ISBN: 978-65-87289-36-6 | Redes sociais da ABA:
Trabalho para Mesa Redonda
MR 40: Memórias ambíguas: processos e narrativas de desestabilização de políticas de reconhecimento e preservação
A gestão empresarial das memórias sensíveis: poderes, sentidos e práticas em torno do Cais do Valongo no Rio de Janeiro
A comunicação toma como base o artigo A gestão empresarial das memórias sensíveis. Poderes, sentidos e práticas em torno do Cais do Valongo no Rio de Janeiro”, publicado em 2023 na revista Tempo Social e escrito em parceria com João Paulo Castro. O mote inicial do trabalho foi compreender por que o sítio arqueológico Cais do Valongo havia se tornado uma política de memória bem-sucedida” (segundo avaliação corrente de muitos pesquisadores do patrimônio, ativistas e intelectuais dedicados à valorização da cultura negra). O processo de reconhecimento do Cais do Valongo foi articulado evocando imagens de tragédia e vergonha: por ele aportaram quase um milhão de africanos escravizados ao longo do século XIX. Após a abolição da escravidão, e no afã de exibir um país moderno no início do século XX, a então prefeitura da capital soterrou o local e ali construiu uma praça. Aterradas por mais de um século, as ruínas do cais foram desveladas em 2011, durante a implementação da operação urbana Porto Maravilha e, diferente de vários processos de patrimonialização que levam anos para alcançarem um consenso interno e se projetarem internacionalmente, o local foi prontamente registrado como sítio arqueológico pelo IPHAN e listado Patrimônio Mundial da Unesco em 2017. Mas, como buscamos demonstrar, o processo foi veloz apenas na aparência. Sedimentando a ocasião da descoberta simbólica das ruínas do cais, havia mais de 50 anos de articulações para terriorializar a memória negra na cidade.
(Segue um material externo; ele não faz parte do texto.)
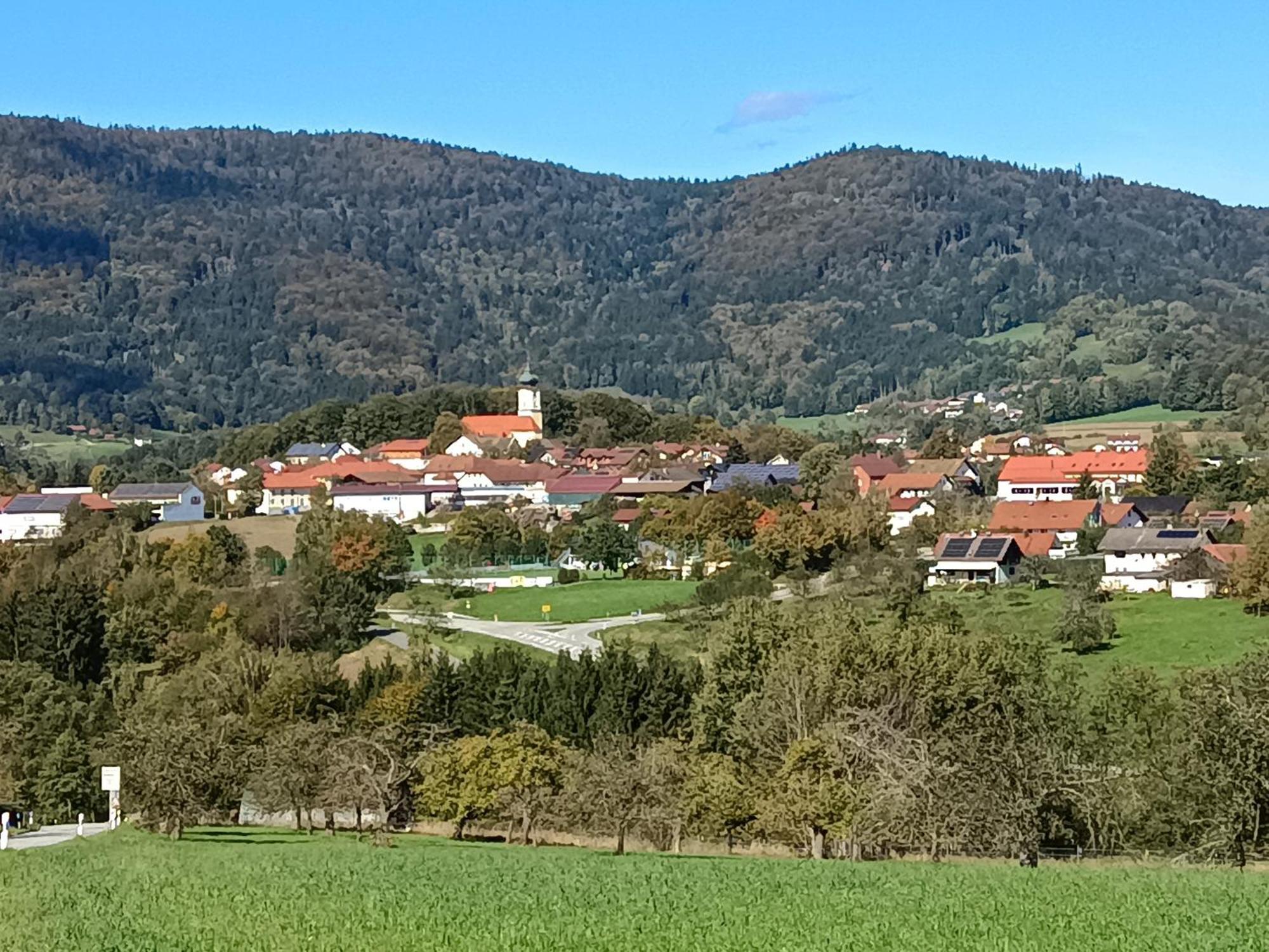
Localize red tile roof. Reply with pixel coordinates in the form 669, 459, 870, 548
462, 414, 542, 438
376, 439, 428, 454
890, 497, 934, 513
1203, 542, 1247, 565
987, 499, 1098, 532
877, 472, 947, 495
1014, 532, 1057, 559
1101, 503, 1141, 526
1000, 449, 1148, 483
849, 453, 901, 480
547, 472, 622, 494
Nesta mesa redonda, apresento então os feixes de poder que possibilitaram a inscrição do sítio arqueológico Cais do Valongo como patrimônio mundial, colocando em destaque três cenários: a incorporação de ativistas dos movimentos negros à administração pública no final dos anos 1970; a legitimação internacional das agendas afro-brasileiras pelo projeto A Rota do Escravo da Unesco; e o incremento à indústria turística durante o Porto Maravilha no início do século XXI. O argumento é que a territorialização das memórias da escravidão foi impulsionada por uma gestão empresarial das identidades culturais, em que métodos e procedimentos técnicos se impuseram como modelo de ação política. Desse modo, o discurso da identidade afro-brasileira se integrou às novas dinâmicas de acumulação do capital e de mercantilização cultural, com os sentidos e práticas em torno do cais agregando as lógicas do dever de memória e da regulação concorrencial.